Et ce n’est pas tout… Sa fille… pauvre petit ange innocent, est aussi flétrie en naissant…
Ces douloureux et tristes aveux faisaient naître chez Rodolphe des réflexions amères.
« Telle est la loi de ce pays, se disait-il : une jeune fille belle et pure, loyale et confiante, victime d’une funeste dissimulation, unit sa destinée à celle d’un homme atteint d’une épouvantable maladie, héritage fatal qu’il doit transmettre à ses enfants ; la malheureuse femme découvre cet horrible mystère : que peut-elle ? Rien…
« Rien que souffrir et pleurer, rien que tâcher de surmonter son dégoût et son effroi… rien que passer ses jours dans des angoisses, dans des terreurs infinies… rien que chercher peut-être des consolations coupables en dehors de l’existence désolée qu’on lui a faite.
« Encore une fois, disait Rodolphe, ces lois étranges forcent quelquefois à des rapprochements honteux, écrasants pour l’humanité…
« Dans ces lois, les animaux semblent toujours supérieurs à l’homme par les soins qu’on leur donne, par les améliorations dont on les poursuit, par la protection dont on les entoure, par les garanties dont on les couvre…
« Ainsi achetez un animal quelconque : qu’une infirmité prévue par la loi se déclare chez lui après l’emplette… la vente est nulle… C’est qu’aussi, voyez donc, quelle indignité, quel crime de lèse-société ! condamner un homme à conserver un animal qui parfois tousse, corne ou boite ! Mais c’est un scandale, mais c’est un crime, mais c’est une monstruosité sans pareille ! Jugez donc, être forcé de garder, mais de garder toujours, toute leur vie durant, un mulet qui tousse, un cheval qui corne, un âne qui boite ! Quelles effroyables conséquences cela ne peut-il pas entraîner pour le salut de l’humanité tout entière !… Aussi il n’y a pas là de marché qui tienne, de parole qui fasse, de contrat qui engage… La loi toute-puissante vient délier tout ce qui était lié.
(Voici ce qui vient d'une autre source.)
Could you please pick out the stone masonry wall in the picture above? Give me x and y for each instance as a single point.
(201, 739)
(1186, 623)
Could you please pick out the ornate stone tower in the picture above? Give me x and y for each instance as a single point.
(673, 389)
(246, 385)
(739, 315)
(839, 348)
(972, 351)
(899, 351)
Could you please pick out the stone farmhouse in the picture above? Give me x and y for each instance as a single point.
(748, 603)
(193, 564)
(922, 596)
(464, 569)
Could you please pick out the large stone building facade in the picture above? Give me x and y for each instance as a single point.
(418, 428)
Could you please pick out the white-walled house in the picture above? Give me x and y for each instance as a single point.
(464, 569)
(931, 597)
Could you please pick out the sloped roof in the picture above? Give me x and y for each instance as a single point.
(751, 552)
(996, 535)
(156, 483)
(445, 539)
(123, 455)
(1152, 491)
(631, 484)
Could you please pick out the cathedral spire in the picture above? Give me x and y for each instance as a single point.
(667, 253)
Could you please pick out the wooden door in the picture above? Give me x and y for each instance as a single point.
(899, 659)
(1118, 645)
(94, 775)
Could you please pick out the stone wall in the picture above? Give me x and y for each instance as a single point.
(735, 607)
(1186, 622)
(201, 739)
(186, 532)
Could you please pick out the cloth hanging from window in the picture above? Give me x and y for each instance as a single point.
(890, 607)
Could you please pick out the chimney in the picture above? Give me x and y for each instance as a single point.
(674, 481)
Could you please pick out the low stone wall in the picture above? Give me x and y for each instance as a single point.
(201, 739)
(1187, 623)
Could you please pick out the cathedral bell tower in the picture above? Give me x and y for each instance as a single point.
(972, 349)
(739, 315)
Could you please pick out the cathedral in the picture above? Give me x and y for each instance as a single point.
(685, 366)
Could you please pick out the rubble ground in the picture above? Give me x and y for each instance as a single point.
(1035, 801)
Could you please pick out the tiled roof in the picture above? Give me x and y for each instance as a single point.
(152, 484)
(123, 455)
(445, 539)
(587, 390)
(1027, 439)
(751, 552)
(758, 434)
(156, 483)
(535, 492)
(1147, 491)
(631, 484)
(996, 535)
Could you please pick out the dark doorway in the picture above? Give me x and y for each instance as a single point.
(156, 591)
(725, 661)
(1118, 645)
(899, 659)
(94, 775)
« Mais qu’il s’agisse d’une créature faite à l’image de Dieu, mais qu’il s’agisse d’une jeune fille qui, dans son innocente foi à la loyauté d’un homme, s’est unie à lui, et qui se réveille la compagne d’un épileptique, d’un malheureux que frappe une maladie terrible, dont les conséquences morales et physiques sont effroyables ; une maladie qui peut jeter le désordre et l’aversion dans la famille, perpétuer un mal horrible ; vicier des générations…
« Oh ! cette loi si inexorable à l’endroit des animaux boitants, cornants ou toussants ; cette loi, si admirablement prévoyante, qui ne veut pas qu’un cheval taré soit apte à la reproduction… cette loi se gardera bien de délivrer la victime d’une pareille union…
« Ces liens sont sacrés… indissolubles ; c’est offenser les hommes et Dieu que de les briser.
« En vérité, disait Rodolphe, l’homme est quelquefois d’une humilité bien honteuse et d’un égoïsme d’orgueil bien exécrable… Il se ravale au-dessous de la bête en la couvrant de garanties qu’il se refuse ; et il impose, consacre, perpétue ses plus redoutables infirmités en les mettant sous la sauvegarde de l’immutabilité des lois divines et humaines. »
[1] Nous rappellerons au lecteur que Polidori était médecin distingué lorsqu’il se chargea de l’éducation de Rodolphe.